WARNING, I pulled those ratios out of nowhere, and the numbers I drew from them cannot be considered valid! That's just an example of the process you'd use to calculate death rates and life expectancy for a hidden village in equilibrium!

If we double Academy class sizes then with twice as many ninja entering the pool the turnover rate must be much higher for the equilibrium populations we see (more specifically, the career lengths upon reaching their rank would halve, giving us 21-26 for Genin, 23-27 for Chuunin, and 27-32 for Jounin).

If we instead skew the ratios further towards Genin (let's say 90/9/1) then Jounin live longer and Genin live shorter (for example, that ratioset would mean 27-34/46-62/76-106 Genin/Chuunin/Jounin max ages).

If we do both, then we get 19-23/31-39/49-65 for max Genin/Chuunin/Jounin ages.

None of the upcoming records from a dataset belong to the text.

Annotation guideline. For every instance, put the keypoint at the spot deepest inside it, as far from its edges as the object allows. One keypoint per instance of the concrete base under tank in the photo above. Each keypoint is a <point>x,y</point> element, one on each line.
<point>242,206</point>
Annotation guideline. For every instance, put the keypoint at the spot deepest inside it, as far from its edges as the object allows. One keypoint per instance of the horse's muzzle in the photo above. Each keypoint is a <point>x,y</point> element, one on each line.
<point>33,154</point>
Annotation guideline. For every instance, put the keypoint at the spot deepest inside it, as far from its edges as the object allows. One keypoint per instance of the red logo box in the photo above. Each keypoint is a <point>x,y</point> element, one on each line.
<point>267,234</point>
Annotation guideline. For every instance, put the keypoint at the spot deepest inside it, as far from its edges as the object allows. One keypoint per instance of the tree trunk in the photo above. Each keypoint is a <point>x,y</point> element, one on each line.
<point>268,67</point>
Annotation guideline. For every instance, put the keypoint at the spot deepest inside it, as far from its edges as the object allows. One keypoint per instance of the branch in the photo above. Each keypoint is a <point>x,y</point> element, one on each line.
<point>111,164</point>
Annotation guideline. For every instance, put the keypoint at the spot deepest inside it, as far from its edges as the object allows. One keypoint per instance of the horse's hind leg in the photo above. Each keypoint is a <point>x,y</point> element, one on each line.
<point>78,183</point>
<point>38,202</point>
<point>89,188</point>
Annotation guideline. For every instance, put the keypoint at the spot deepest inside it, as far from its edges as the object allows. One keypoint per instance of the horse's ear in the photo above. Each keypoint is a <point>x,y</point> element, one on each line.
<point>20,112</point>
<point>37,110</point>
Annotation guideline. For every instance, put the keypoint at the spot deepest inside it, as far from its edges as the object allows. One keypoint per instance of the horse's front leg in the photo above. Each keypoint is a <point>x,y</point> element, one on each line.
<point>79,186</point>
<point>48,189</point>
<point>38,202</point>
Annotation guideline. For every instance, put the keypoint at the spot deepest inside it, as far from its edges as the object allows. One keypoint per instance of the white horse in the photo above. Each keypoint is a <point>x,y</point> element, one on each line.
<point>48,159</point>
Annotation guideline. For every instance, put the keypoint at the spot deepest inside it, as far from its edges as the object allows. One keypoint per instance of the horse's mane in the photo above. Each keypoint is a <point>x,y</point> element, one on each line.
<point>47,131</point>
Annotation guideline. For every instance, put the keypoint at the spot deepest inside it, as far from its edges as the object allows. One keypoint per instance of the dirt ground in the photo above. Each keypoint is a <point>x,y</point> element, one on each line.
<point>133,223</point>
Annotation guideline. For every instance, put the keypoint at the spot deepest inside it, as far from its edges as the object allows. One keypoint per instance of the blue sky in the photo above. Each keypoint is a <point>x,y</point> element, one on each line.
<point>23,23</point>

And honestly, nothing's stopping you from doubling Academy size again and tanking the lifespans even further, or bumping up the Jounin death rate a little, or doubling down on the genin death rate. The general algorithm is:
  1. Decide the Academy class size and ratio of deaths.
  2. Multiply the ratios by the class size to get the numerical replacement rate per rank (120 academy graduates x 90% of deaths are genin = 108)
  3. Divide the population of each power tier with the replacement rate for 66% chance-of-death year (1200 genin / 108 genin per year = 11.1)
  4. Take 2/3 of that number for the 50% chance-of-death year (11.1 x 2/3 = 7.4)
  5. Add to both numbers the age the ninja reaches that rank for the power (12 + 7.4 = 19.4| 12 + 11.1 = 23.1)
If the number seems unreasonable, tinker with the starting parameters and see if it spits out something better. I can't tell you how many Academy graduates you need a year to keep the turnover rate just high enough, or how steep the ratios need to just hit the sweet spot for Jounin lifespan, but hopefully you can use this to figure things out on your end.